The society asserts that a 25-metre pool would be devastating for the established swim clubs and groups that depend on a 50-metre facility for their programming, given the highly limited number of suitable alternatives in the city.
On the City’s claims that the current facility is unsafe, the society asserts the evidence before the court — including engineering reports commissioned by the City — found repairs to be feasible and did not conclude the building was structurally unsound.

Exterior of the existing Vancouver Aquatic Centre on Beach Avenue. (Shutterstock)

A partial collapse of the exterior wall near the main entrance of the aging Vancouver Aquatic Centre in March 2022. (Daily Hive)

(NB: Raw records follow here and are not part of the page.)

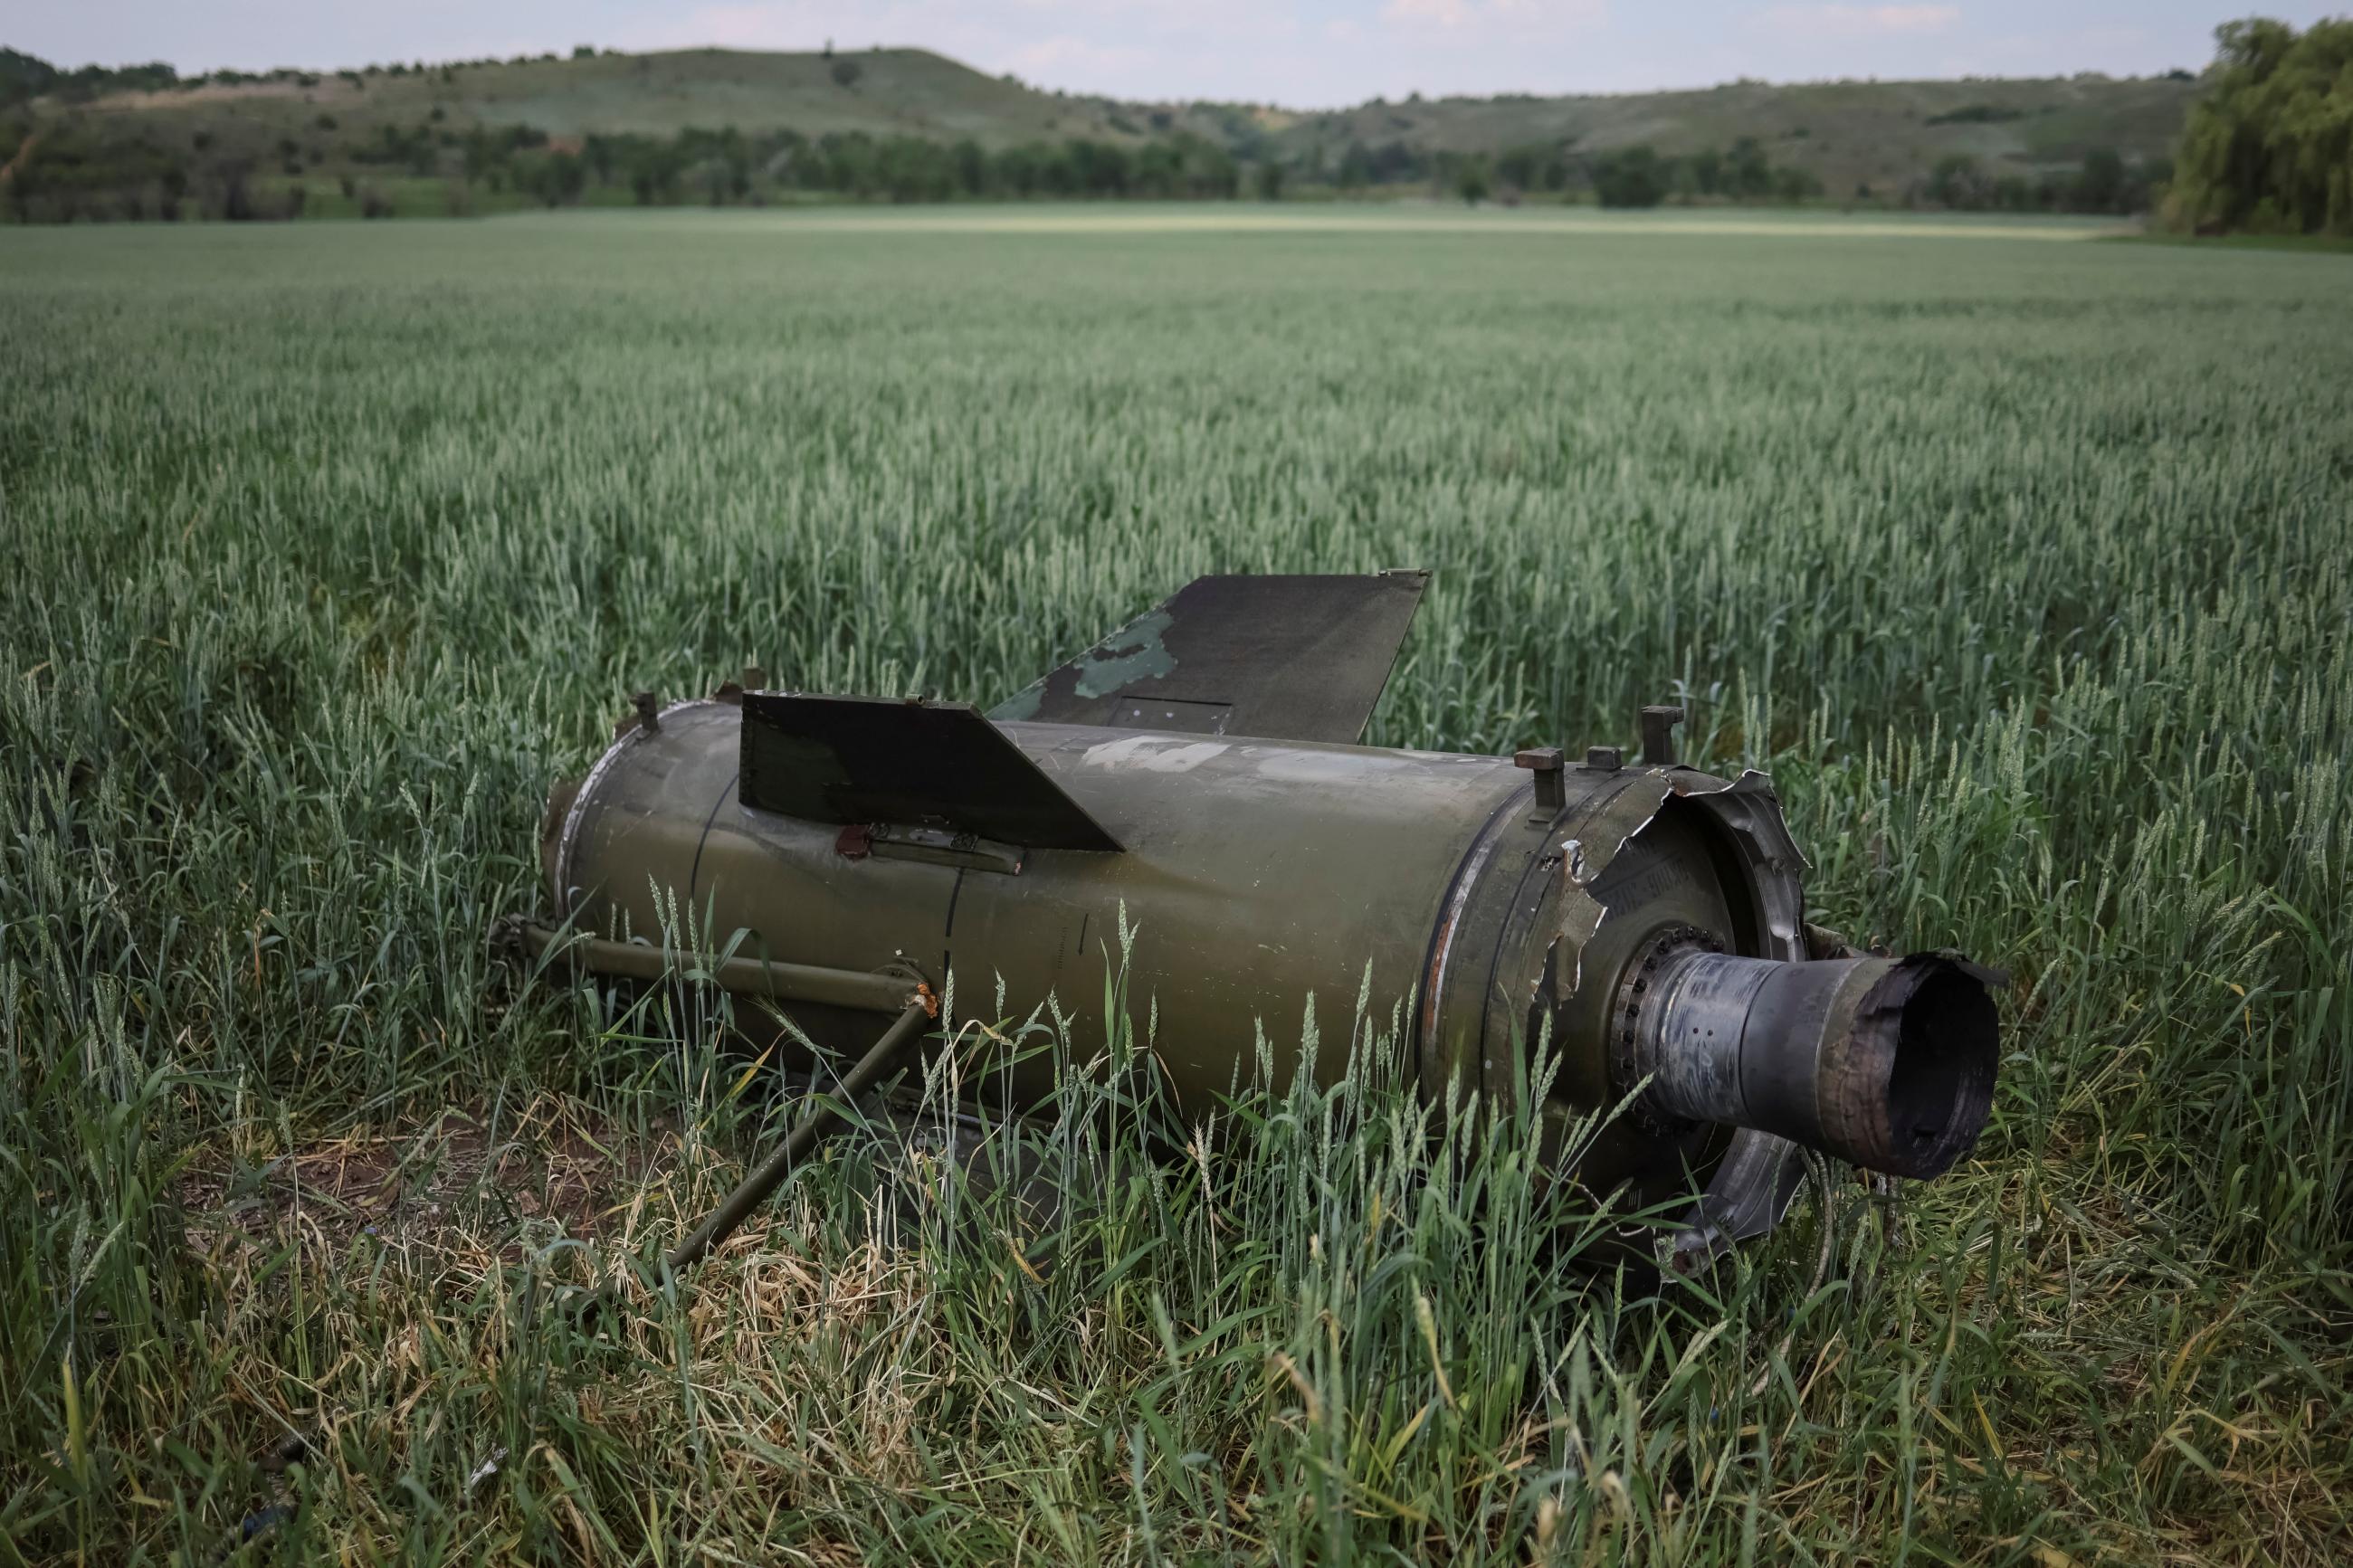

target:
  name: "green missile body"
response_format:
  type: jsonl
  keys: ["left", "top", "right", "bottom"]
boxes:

The existing Vancouver Aquatic Centre. (Stephanie Braconnier/Shutterstock)
However, the City and Park Board argue that the legally binding authority comes from the wording of the borrowing bylaw and plebiscite question itself, not from supporting documents such as the capital plan, voter information package, or other published materials. They contend those materials are supplementary background and should not determine what voters legally authorized.
The City also argues that the existing facility has significant safety issues and must close, supporting its decision to proceed with demolition and redevelopment.
The redevelopment project was expedited as a capital plan priority after a March 2022 incident, when there was a partial collapse of the exterior wall near the main entrance.
Then in November 2025, the facility was suddenly closed for about three weeks, after a piece of concrete fell from the ceiling and into one of the pool lanes. During the closure, a safety investigation was conducted, and precautionary ceiling netting was installed.
The City maintains that the approved borrowing authority allows it to move forward with the current project, including replacing the existing 50-metre pool with a 25-metre pool, rather than being legally bound to construct a renewed 50-metre facility.
The municipal government and its hired architectural design contractors maintain that achieving a 50-metre pool at this particular location would require a far larger footprint, given the extra spatial requirements to meet modern standards for an Olympic-sized pool. This would not only carry significantly higher costs, along with the geotechnical risks of the waterfront site, but require the City to go back to voters for permission to borrow money for the project, as they would not be able to meet the legally mandated deadline of late 2026 to utilize the borrowed funds that are currently available for the project. As well, it could delay the timeline for implementing other aquatic facility projects, such as the much-needed replacement of the aging, vulnerable Kitsilano Outdoor Pool.
To meet the unique needs of swim clubs, groups, and elite and recreational swimmers who need full 50-metre swimming lanes, the municipal government is aiming to build an aquatic centre with a modern Olympic-sized pool in another area of the city, possibly in South Vancouver. But this facility would not be pursued until the 2030s at the very earliest.
As a semi-permanent measure until a new 50-metre pool is realized somewhere in Vancouver, the Park Board has offered to relocate the activities and programs currently provided at the 50-metre pool of Hillcrest Centre to enable swim clubs and other groups to utilize the facility on an interim basis.
Earlier this year, Park Board commissioners requested the City’s Office of the Auditor General to conduct a performance audit of the planning and decision-making process behind the project, but they stopped short of directing a cancellation of the project.